Dopo le polemiche nate in seguito al suo editoriale sul progressivo calo dei calciatori italiani nel mercato di Serie A, Ivan Zazzaroni è tornato sull’argomento intervenendo ai microfoni di Lady Radio, precisando il significato delle sue dichiarazioni e respingendo l’idea di un attacco diretto alla Fiorentina o a Fabio Paratici.
Il direttore del Corriere dello Sport ha spiegato che il club viola è stato citato semplicemente come esempio all’interno di una riflessione più ampia sul trend del calcio italiano.
Avevo premesso chiaramente che il mio era un discorso generale e che la Fiorentina rappresentava solo un esempio. Qualcuno, invece, l’ha trasformato in un attacco a Paratici. Sono venute fuori interpretazioni senza senso. La mia lettura non deriva dal mio tifo per il Bologna o altro. Sono tutte caz**te
Ivan Zazzaroni Unveil His New Book 'Diventare Mourinho'
Zazzaroni ha quindi allargato il discorso, evidenziando come l’attuale sessione di mercato sia stata caratterizzata quasi esclusivamente dall’arrivo di calciatori stranieri, mentre continua a diminuire lo spazio riservato ai profili italiani.

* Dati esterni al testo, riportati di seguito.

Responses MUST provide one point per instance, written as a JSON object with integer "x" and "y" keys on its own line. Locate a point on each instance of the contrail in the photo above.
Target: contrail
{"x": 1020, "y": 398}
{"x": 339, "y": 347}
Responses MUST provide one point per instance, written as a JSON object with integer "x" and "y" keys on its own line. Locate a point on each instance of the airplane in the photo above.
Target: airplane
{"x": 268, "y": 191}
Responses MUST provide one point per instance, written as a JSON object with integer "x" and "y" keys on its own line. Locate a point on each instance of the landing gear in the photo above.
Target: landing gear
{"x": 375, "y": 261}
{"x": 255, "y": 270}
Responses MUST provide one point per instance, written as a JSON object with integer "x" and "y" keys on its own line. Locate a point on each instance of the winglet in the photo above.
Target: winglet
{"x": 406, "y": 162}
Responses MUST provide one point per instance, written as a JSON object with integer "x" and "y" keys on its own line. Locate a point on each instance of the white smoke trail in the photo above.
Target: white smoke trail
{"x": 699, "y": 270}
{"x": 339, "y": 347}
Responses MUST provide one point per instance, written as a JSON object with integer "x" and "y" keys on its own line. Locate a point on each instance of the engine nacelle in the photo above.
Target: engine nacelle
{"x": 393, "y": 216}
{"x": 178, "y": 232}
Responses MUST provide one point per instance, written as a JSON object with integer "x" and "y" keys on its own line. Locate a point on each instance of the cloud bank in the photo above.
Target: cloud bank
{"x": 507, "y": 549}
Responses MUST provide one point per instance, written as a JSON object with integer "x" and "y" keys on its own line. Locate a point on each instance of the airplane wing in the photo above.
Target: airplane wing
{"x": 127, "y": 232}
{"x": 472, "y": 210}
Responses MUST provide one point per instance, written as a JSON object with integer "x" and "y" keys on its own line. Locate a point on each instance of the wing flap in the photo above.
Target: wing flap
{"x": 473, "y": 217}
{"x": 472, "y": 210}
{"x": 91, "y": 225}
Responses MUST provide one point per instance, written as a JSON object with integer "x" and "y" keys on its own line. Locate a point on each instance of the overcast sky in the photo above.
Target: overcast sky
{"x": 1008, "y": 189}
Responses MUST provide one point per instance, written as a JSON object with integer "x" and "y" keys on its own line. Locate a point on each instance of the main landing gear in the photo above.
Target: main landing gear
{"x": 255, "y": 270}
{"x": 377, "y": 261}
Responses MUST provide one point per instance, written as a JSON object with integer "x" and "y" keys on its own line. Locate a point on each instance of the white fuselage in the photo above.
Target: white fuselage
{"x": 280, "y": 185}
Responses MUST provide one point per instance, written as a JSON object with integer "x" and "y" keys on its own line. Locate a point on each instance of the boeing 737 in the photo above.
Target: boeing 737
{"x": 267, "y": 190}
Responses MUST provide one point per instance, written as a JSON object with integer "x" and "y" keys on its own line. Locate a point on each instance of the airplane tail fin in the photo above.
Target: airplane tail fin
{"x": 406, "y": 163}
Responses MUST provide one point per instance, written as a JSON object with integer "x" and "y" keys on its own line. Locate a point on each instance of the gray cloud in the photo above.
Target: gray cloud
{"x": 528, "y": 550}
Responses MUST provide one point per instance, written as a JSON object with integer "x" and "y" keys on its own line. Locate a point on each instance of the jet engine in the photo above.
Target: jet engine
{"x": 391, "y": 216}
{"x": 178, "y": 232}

Secondo il giornalista, il problema riguarda soprattutto la crescita del movimento e, di conseguenza, anche le prospettive della Nazionale.

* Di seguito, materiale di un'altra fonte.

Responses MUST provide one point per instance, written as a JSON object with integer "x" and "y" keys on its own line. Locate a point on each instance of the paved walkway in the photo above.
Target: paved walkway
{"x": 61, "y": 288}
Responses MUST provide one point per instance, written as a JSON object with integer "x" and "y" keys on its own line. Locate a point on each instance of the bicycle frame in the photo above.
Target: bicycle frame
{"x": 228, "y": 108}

Da mesi si discute dei giovani e del commissario tecnico, ma il punto centrale è un altro: i club hanno obiettivi diversi rispetto a quelli della Nazionale e continuano a puntare soprattutto su giocatori stranieri.
A sostegno della sua tesi, Zazzaroni ha ricordato come soltanto una piccola parte degli acquisti effettuati in Serie A abbia riguardato calciatori italiani.

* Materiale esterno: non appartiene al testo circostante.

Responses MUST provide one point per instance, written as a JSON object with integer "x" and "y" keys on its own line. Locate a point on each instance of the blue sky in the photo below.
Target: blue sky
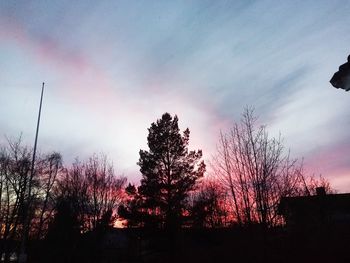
{"x": 113, "y": 67}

Solo il 15% dei nuovi acquisti è italiano. Il mio non era un attacco a Paratici, ma una riflessione sulla costante diminuzione di giocatori italiani e potenzialmente convocabili in azzurro. La Fiorentina, fino alla scorsa stagione, era una delle squadre con più italiani in campo. Quest’anno sono arrivati giocatori come Oulai, Atta, Mastantuono e altri profili stranieri: inevitabilmente questo riduce lo spazio per chi è già presente.
Infine, il direttore del Corriere dello Sport ha portato l’esempio di Costantino Favasuli, ritenendo che la Fiorentina avrebbe potuto valorizzare maggiormente un talento cresciuto nel proprio vivaio invece di guardare all’estero.